Неизвестно, в каком уж болоте выудил барин Янчи примечательную сию личность, но остальным она очень под стать.
Физиономия у этого милого человека в точности беличья, только из-за антипатии к умыванию грязная до черноты. И все, от нечесаных, свалявшихся волос до стоптанных каблуков, вида соответственного. Засаленный, не стиранный много лет воротник, залоснившийся от проливаемых на него разного назначения жидкостей сюртук, неопределенного цвета жилет, застегнутый вдобавок не на ту пуговицу, а вперекос, благодаря чему нижняя проранка освобождается для пристежки панталон, весьма рационально восполняя отсутствие подтяжек. Шейный платок, когда-то, вероятно, белый, завязан сзади по распространенной одно время моде, хотя не парижской. Оба кармана до самых колен набиты всякой всячиной: носовыми платками, клубками бечевки, зимними перчатками, а пальцы такие, точно вместо пера стряпчий пятерню окунает в чернильницу.
И он тоже домашний шут барина Янчи. Другого никого ему и не надобно; зато их сбирает он со страстью особенной. А этот – уж самый что ни на есть sordidus;[204] его вытаскивают на свет божий, если, к примеру, припала охота кого-нибудь вместо сливянки касторкой для забавы угостить. Обычно же употребляется он для надобностей более прозаических: письма писать, инвентарные описи составлять да крестьян на сходах обжуливать. Его набоб величает просто «слушай, ты», – у него это ниже даже обыкновенного «тыканья».
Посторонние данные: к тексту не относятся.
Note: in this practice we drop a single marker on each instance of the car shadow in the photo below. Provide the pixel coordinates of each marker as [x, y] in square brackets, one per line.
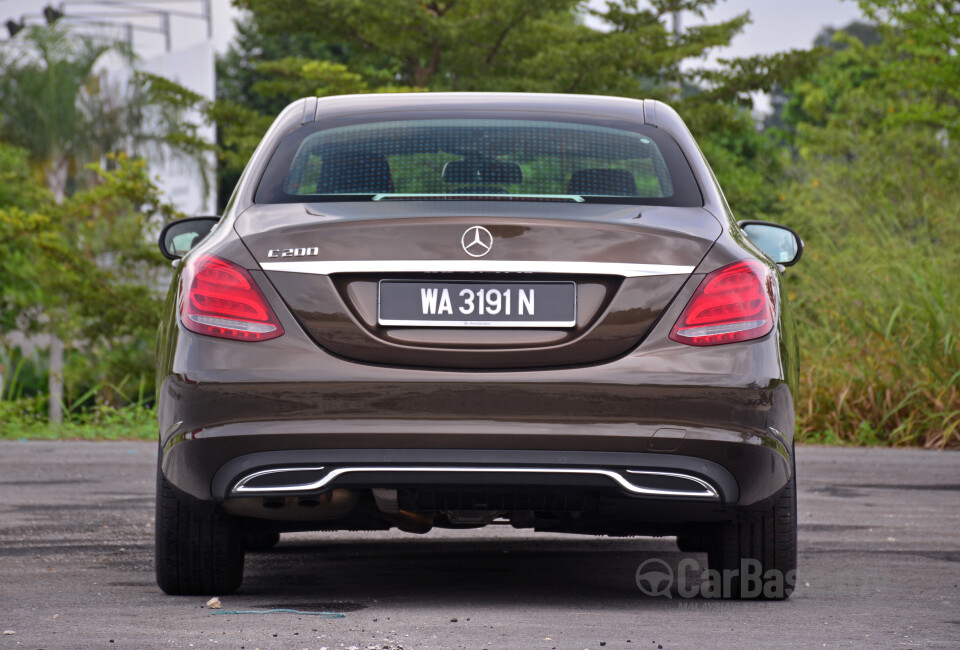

– Слушай, ты! Подойди-ка. Ой, луком-то разит от него!.. Рот, рот хоть прикрой. Не говорил я, что ли, луку не есть? А то выгоню. И где только достает, ведь запрещено же у меня лук выращивать. Так слушай, я тебя вызвал письма срочные написать – да смотри не прохлопай, дважды не стану повторять. Напиши всем моим друзьям, с которыми были у нас в этот год хоть какие-нибудь нелады, и извести: в имеющий быть день рожденья желал бы я помириться. Значит, по порядку: Мишке Хорхи напишешь (intra parenthesim;[205] Михаем пиши его, Мишка он не для всякого), что в тяжбе из-за межи я ему уступаю и Бурьянный взлобок отдаю; пусть его. Лаци Ченке напиши (да не забудь «perillustris ас generosus»[206]его повеличать, но все-то по-латыни не пиши, не поймет, он синтаксис[207] только кончил), ему напиши, что жеребца, которого он давеча просил, а я не отдал, может приехать и забрать. Лёринцу Берки дай знать: во всем ему теперь верю – даже если пообещает не врать больше, и то поверю. Точно такими словами напиши. Фрици Калотаи… нет, этому не надо, раз он оказался способен мое приглашение переделать в заемное письмо; сам все равно заявится, хоть я и вышвырнул его полгода назад, как собаку. И напоследок Банди Кутьфальви: чтобы забыл и не поминал ту взбучку, которую Мишка-братец ему задал ото всех нас, пускай с ним помирится, а досаду на ком сорвать, я уж ему найду, не другого кого, так стряпчего моего, – понял, ты?